Enfeksiyonun ilk günlerinde ateş, kas ağrısı, peteşiyel kanamalar, karın ağrısı, baş ağrısı, öksürük, bulantı, kusma gibi nonspesifik klinik bulgular gözlemlenir. Bunu takiben aniden takipne, taşikardi, hipotansiyon, akciğer ödemi ve akut solunum yetmezliği sonucunda ölüm meydana geldiği gözlemlenmiştir.
Laboratuvarda Lökositoz, Trombositopeni, Hemokonsantrasyon ve LDH yüksekliği görülebilir.
Akciğerlerin histopatolojik incelemesinde şiddetli pulmoner ödem ve interstisiel pnömoni saptanmıştır.
Hemorajik Ateşli Renal Sendrom:
Hemorajik Ateşli Renal Sendromlu hastalar 1-2 haftada ortadan kalkan ani yüksek ateş görülür. Buna bulantı, kusma, iştahsızlık, halsizlik, konjunktivitis, proteinüri, hipertansiyon veya hipotansiyon eşlik eder.
İlk 3-7 gün başlayan bu genel durum bozukluklarını oligüri, anüri veya diürezle devam edip böbrek yetmezliği ile sonuçlanan çeşitli hemorajiler ve hematüriler izleyebilir. Hastalığa yakalananlarda ölüm oranı % 7’dir.
Labaratuvar bulgusu olarak Lökositoz, Trombositopeni, Proteinüri, Üre yüksekliği, Kreatinin yüksekliği gibi nonspesifik bulgular karşımıza çıkar.
Hantavirüs Tanısal Anlamda Teknikleri Nelerdir?
- Serolojik test yöntemiyle: ELISA ve Immünfloresansta testi ile Ig G, Ig M bakılması
- İmmunuhistokimyasal tekniklerle virüs izolasyonu
- PCR
Gibi özel tekniklerle virüs izole edilebilmektedir.

Peki Hantavirüs Nasıl Tedavi Edilir?
Hantavirus enfeksiyonun aşısı veya spesifik bir tedavisi yoktur. Hastanın hayati fonksiyonları desteklenmelidir.

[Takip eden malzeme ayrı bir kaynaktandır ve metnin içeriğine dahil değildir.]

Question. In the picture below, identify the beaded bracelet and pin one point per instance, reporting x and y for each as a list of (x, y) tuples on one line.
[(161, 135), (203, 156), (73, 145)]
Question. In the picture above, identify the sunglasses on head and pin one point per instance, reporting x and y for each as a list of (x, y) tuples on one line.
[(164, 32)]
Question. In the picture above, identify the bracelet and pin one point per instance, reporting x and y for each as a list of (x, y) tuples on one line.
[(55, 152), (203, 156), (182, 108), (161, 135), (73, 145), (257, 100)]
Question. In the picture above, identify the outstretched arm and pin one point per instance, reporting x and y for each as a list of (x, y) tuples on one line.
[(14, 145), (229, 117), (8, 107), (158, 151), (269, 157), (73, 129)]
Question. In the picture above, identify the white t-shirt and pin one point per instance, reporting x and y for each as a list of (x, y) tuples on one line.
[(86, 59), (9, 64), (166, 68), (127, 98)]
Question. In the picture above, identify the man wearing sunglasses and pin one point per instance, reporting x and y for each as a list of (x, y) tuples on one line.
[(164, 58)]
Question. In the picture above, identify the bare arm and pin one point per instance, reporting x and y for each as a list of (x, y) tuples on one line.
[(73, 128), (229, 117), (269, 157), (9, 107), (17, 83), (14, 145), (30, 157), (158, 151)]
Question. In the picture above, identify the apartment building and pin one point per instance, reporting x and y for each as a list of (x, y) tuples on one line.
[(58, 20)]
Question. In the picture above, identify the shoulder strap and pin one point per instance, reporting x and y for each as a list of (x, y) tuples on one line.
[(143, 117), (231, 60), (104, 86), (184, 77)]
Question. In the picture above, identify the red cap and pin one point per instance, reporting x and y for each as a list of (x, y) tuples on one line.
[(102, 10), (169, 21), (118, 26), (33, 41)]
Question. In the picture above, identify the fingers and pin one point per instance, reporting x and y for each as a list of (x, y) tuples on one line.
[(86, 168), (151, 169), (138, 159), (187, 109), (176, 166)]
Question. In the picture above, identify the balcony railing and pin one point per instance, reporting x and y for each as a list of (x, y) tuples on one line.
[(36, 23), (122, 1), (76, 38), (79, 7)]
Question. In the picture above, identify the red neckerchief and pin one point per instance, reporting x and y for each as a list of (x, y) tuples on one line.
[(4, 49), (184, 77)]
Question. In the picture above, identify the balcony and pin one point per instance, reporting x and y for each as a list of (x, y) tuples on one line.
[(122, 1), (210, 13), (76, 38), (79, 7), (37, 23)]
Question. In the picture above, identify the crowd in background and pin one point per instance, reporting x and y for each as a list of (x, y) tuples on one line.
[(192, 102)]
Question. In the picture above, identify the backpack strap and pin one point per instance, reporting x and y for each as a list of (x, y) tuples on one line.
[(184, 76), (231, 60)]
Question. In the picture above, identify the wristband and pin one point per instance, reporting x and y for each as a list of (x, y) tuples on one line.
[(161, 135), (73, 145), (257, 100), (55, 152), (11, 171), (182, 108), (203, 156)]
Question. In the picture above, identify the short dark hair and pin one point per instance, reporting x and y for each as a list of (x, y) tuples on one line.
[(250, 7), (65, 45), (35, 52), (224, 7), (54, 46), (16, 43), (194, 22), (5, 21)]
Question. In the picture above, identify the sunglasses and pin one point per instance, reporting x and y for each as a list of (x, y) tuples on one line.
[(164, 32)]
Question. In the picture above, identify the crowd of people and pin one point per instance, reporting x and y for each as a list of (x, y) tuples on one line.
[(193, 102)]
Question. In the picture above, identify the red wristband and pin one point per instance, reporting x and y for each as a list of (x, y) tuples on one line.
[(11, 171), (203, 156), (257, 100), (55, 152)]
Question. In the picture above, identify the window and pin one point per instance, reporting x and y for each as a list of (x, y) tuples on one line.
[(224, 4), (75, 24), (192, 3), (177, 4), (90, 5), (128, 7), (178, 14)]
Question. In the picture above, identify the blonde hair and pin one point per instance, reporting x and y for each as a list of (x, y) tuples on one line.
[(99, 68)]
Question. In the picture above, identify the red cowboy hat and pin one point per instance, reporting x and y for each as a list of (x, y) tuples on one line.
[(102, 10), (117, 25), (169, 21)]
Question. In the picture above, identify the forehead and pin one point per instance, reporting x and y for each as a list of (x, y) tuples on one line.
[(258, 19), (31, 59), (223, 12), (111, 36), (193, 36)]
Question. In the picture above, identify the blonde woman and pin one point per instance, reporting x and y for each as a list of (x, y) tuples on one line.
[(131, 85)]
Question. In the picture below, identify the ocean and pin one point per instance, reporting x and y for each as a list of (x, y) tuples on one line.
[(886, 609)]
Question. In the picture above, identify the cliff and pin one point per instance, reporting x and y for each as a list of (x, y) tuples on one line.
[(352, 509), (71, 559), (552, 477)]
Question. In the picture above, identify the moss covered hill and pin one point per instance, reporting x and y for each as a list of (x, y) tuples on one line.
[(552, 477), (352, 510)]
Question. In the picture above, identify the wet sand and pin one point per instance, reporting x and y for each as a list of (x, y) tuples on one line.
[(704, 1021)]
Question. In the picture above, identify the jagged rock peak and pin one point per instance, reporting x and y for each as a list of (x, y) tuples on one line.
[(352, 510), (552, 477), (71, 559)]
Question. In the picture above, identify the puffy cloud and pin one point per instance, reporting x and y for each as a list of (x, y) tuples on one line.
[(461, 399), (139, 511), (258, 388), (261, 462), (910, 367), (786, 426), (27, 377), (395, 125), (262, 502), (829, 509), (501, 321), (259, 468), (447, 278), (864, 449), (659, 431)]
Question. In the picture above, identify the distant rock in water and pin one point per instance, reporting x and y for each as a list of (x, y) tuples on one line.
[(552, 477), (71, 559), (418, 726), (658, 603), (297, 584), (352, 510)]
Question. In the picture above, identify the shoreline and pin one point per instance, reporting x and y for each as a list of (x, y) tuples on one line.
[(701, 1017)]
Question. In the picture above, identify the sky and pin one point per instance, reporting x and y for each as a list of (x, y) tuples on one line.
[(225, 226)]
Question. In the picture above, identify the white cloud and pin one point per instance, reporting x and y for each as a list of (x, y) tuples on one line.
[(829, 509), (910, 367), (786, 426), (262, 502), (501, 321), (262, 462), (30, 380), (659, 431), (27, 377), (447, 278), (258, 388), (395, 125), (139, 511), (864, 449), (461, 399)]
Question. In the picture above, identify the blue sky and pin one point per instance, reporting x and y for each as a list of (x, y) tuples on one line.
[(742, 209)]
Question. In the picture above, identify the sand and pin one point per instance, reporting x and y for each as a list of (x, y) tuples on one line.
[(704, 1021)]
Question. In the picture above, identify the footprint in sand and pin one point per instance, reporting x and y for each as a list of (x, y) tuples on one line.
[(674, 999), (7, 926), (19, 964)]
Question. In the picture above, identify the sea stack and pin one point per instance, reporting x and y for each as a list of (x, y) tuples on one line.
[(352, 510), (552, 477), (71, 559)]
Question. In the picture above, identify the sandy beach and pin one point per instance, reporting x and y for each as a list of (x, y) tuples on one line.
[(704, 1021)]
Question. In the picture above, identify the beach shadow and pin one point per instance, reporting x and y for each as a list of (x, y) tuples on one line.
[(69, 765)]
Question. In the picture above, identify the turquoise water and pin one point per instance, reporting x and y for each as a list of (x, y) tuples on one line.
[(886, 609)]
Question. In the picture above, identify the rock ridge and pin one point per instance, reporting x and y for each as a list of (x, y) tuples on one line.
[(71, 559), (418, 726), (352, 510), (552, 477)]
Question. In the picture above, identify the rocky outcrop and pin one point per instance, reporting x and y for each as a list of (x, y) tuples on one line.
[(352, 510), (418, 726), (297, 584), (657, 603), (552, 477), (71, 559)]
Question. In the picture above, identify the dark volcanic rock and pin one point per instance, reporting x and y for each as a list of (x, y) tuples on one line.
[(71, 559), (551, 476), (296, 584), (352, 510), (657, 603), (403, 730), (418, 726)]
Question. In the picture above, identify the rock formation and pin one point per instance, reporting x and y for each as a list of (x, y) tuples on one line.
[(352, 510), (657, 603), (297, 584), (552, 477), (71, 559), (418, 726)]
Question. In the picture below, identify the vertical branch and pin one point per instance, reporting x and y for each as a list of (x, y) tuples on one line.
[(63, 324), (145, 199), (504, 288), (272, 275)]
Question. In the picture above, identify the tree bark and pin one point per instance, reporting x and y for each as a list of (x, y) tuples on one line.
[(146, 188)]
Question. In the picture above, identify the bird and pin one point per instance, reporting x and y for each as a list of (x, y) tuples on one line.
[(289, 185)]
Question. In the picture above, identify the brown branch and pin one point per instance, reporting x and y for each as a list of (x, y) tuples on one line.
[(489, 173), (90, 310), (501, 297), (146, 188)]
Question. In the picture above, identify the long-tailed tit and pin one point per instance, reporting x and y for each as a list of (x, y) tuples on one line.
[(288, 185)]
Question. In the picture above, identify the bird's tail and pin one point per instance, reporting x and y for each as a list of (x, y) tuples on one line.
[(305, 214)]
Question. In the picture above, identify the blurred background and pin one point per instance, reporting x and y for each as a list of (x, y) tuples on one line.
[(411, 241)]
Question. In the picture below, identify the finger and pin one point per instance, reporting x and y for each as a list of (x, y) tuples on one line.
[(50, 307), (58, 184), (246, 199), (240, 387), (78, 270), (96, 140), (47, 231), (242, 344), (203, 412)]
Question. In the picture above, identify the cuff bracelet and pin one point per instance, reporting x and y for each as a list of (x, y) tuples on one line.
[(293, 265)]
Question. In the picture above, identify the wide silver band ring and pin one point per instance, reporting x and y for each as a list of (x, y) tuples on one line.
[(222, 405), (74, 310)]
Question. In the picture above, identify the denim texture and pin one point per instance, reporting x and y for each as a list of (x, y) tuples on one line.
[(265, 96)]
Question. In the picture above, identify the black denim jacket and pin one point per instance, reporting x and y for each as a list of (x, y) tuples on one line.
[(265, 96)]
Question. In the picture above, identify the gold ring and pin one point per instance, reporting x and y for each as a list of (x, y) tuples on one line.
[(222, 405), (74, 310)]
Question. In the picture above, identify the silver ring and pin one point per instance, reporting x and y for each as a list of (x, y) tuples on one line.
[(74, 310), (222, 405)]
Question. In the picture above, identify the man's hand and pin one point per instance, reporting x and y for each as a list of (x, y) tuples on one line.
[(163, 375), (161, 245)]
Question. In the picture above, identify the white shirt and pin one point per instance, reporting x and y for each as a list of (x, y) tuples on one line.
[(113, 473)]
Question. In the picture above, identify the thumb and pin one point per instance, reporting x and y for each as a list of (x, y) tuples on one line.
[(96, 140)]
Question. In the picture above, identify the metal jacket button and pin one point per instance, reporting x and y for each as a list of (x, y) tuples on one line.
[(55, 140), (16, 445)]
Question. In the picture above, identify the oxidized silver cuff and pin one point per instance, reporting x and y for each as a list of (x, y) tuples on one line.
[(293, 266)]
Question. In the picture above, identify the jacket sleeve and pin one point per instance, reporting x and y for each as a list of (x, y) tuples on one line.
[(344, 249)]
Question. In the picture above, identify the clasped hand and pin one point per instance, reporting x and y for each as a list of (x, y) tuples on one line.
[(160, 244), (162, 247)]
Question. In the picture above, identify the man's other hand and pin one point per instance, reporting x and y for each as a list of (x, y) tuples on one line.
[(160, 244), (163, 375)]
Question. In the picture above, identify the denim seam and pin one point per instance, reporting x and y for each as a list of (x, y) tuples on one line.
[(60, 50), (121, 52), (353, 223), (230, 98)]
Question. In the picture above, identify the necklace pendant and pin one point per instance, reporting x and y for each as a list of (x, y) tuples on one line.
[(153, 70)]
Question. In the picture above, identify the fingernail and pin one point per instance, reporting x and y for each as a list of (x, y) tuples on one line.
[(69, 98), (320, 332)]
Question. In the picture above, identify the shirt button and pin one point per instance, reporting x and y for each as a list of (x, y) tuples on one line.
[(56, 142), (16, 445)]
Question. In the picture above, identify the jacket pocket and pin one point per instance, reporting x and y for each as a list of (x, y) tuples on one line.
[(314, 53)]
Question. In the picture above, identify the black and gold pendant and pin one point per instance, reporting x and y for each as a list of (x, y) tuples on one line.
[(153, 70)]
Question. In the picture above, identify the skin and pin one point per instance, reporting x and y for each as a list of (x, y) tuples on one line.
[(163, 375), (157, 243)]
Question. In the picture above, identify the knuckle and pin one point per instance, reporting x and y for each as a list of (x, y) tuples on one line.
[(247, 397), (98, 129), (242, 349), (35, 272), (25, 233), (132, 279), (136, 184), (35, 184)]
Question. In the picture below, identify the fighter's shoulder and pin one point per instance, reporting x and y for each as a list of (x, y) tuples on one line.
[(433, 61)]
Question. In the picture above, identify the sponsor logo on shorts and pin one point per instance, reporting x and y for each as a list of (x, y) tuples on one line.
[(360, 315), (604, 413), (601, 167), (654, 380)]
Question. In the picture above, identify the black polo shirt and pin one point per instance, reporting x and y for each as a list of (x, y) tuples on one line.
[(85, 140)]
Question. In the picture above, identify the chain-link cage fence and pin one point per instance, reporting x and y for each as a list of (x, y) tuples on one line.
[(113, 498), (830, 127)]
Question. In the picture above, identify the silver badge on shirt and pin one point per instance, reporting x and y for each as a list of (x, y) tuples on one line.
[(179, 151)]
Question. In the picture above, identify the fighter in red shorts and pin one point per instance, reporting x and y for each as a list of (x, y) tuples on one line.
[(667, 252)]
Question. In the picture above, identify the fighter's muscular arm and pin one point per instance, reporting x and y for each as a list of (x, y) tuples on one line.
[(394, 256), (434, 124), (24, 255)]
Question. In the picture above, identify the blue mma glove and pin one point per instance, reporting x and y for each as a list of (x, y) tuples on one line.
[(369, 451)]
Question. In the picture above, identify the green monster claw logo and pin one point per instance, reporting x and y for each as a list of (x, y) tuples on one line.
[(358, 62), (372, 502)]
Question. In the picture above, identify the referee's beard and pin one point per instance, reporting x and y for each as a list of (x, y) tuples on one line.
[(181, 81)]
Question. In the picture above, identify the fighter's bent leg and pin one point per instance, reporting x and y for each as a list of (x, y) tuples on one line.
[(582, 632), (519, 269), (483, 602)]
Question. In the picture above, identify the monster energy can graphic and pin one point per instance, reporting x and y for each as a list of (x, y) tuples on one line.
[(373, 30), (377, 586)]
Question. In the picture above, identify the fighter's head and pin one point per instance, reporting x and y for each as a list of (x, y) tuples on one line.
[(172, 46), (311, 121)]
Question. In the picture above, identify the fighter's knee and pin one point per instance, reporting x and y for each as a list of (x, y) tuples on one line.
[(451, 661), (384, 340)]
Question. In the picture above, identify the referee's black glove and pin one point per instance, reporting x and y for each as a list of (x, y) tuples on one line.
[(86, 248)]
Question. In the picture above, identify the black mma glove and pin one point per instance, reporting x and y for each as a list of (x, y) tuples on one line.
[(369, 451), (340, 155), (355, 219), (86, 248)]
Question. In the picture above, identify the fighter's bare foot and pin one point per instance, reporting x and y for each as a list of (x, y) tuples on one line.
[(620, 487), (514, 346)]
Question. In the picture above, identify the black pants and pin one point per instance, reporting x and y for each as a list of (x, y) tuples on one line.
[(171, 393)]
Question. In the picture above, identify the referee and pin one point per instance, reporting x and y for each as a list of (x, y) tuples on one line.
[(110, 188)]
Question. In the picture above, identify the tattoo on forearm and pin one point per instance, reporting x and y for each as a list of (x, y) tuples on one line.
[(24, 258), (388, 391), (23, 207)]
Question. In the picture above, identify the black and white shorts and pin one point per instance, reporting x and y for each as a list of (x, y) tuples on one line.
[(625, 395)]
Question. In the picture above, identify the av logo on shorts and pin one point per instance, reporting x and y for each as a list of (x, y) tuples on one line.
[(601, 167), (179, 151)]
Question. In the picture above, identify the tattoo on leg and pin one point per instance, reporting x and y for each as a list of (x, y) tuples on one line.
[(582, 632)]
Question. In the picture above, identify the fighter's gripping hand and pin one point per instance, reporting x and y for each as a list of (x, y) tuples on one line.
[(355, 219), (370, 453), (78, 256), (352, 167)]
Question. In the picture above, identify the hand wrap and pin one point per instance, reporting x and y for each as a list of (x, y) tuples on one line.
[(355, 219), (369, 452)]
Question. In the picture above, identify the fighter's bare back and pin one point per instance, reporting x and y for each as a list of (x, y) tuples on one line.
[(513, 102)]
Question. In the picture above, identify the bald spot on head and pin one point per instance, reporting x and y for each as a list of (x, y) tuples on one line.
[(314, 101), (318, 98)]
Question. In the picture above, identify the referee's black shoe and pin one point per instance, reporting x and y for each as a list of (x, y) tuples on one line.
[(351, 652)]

Hantavirüs Pulmoner Sendrom gelişmişse, erken dönemde entübasyon ve yoğun bakım şartlarında Oksijen inhalasyon tedavisi ile solunum, sıvı replasmanı ile de kan basıncı desteklenmelidir.
Hantavirüs Ateşli Renal Sendrom gelişmişse de Hemodiyaliz hayat kurtarıcı olabilir. Her ne kadar henüz ispatlanmamış olsa da bazı çalışmalar Ribavirin gibi bazı antiviral ilaçların hayati tehlikeyi azaltmak üzerinde etkisi olduğunu düşündürmektedir.
Bilim adamları bu virüse karşı aşı geliştirme çalışmalarına halen devam etmektedir.
Hantavirüs ‘den Nasıl Korunmalı?
Hantavirüs enfeksiyonun önlenmesine primer strateji, yerleşim yerleri çevresinde kemiricilerin kontrolüdür.
- Evlerde evcil hayvan olarak fare yada benzeri kemirgenler beslenmemelidir.
- Evde kedi besleyenler için eğer kedi enfekte olmuş bir kemirgeni, fareyi yemişse konut içerisinde hastalık etkenini taşıyabilir ve çeşitli sekresyon ve çıkartıları ile enfeksiyonu insanlara bulaştırabilir olduğu akılda tutulmalıdır.
- Evlerde genel olarak farelere yönelik önlemler (yiyeceklerin kapalı kaplarda saklanması, farelerin yerleşebileceği boşlukların tamiri, genel hijyen kurallarına uyulması) alınmalıdır.
- Kemirgenlerin yaşadığı ortamlarda çalışanlar eldiven ve maske takılması, dezenfektan kullanılmalıdır.
-
Kapı ve pencerelere sineklik konulmalı, çöp konteynırlarının kapakları sürekli kapalı tutulmalıdır.
-
Kemirgenlerin yaşam alanı olan rögar kapakları tamir edilmeli.
- Depolarda fare gibi kemirgenlere yaşam alanı olabilecek gereksiz eşya saklanmamalı, hijyen tedbirlerine özen gösterilmelidir.
- Bulaşma şüphesi varsa ilk olarak vücudunuzun bu virüsle temas etme ihtimali olan kısmını dezenfekte edip en kısa zamanda doktora başvurmalısınız.
- Farenin yaşadığını tahmin ettiğiniz alanları eğer kullanıyorsanız, karıştırmadan(süpürmeden,kurcalamadan) alan deterjanlı su ile yıkanmalıdır.
- Fare veya herhangi bir kemirgenin leşlerinin bulunduğu bir alanda bulunmak zorundaysanız eldiven ve maske kullanarak alan karıştırılmadan çamaşır suyu ile dezenfekte edilmelidir.